To understand what happened and why it matters so much, first, let’s take a step back. Five years back, to be exact. In 2018, the European Union (EU)’s landmark privacy law – the General Data Protection Regulation, or GDPR – officially came into force.
In theory, the GDPR placed game-changing new restrictions on companies’ ability to extract and monetize our personal data without express consent. In practice, though, the law’s enforcement had been infamously lackluster for the first few years of its existence. And in turn, Big Tech companies and the surveillance advertising industry writ-large basically continued their business as usual – invasively and to great societal detriment.
Thankfully, that’s finally starting to change. Over the last year or two, EU regulators have begun bringing a slew of cases against bad actors, and none more important than this one: on January 4, the Irish Data Protection Commission (DPC) – Meta’s primary European regulator, as their headquarters are in Dublin – ruled that Facebook and Instagram’s surveillance advertising business (read: its entire profit model) was operating unlawfully. In particular, they determined that the company could not simply force users to submit to terms of service that allow Meta to exploit their personal data for ad targeting.
The DPC slapped Meta with a roughly $400 million fine – but more importantly, they ruled the company had to bring its data processing operations into compliance within three months. Meta still plans to appeal this ruling, but even if they lose that appeal, it will still mandate they change their practices within the EU.

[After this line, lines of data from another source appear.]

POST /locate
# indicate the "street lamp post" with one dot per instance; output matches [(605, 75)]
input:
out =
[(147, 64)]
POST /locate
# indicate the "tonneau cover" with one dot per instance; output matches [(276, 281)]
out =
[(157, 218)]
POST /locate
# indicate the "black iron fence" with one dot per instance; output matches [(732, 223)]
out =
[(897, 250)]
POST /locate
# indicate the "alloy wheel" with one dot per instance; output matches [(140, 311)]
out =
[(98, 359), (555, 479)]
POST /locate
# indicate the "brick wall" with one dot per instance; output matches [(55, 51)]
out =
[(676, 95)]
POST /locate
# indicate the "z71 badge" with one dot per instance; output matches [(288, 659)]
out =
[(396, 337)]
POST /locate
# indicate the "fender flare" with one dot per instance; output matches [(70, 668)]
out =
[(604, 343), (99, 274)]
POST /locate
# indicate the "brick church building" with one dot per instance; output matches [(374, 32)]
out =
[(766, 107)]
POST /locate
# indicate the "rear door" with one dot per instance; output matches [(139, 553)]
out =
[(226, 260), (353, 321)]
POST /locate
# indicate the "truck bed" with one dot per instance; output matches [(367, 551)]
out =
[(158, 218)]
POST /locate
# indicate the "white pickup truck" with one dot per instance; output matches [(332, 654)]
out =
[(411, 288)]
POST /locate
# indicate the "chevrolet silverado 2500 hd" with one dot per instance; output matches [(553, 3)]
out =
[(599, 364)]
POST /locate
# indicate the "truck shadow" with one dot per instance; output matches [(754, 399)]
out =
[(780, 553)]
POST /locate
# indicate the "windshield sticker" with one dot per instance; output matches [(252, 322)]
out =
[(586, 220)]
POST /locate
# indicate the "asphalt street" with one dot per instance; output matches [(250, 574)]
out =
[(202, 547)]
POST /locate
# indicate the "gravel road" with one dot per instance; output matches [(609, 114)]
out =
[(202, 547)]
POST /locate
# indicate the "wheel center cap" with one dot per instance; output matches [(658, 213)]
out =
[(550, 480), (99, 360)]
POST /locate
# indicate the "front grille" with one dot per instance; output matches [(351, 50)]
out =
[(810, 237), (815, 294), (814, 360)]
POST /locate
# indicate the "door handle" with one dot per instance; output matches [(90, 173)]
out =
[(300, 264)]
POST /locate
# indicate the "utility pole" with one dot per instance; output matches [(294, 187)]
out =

The ruling represents an unprecedented threat not only to Meta, but to the entire toxic business model of surveillance advertising. Every corporation that operates in Europe has been put on notice that the exploitative status quo in online advertising – in which companies can just demand we agree to their terms and then spy on us as we traverse the web to microtarget us with ads – is illegal under EU law. That’s a big deal, and an unmistakable indication of where we are headed as global momentum continues to build from policymakers and consumers alike.
Read the full statement on the ruling from our Executive Director, Nicole Gill
And while the US has lagged behind our European friends when it comes to holding Big Tech accountable, their surveillance advertising machine is finally facing the music at home, too. Just weeks after the EU’s high-stakes ruling against Meta, we applauded the US Department of Justice (DOJ) for filing a landmark antitrust lawsuit against Google’s monopolistic ad business. The DOJ’s complaint tracks closely with the arguments we made in our historic rulemaking petition urging the FTC to ban surveillance as an unfair method of competition.
This fight is far from over, but at long last, we are landing some serious blows. Onward!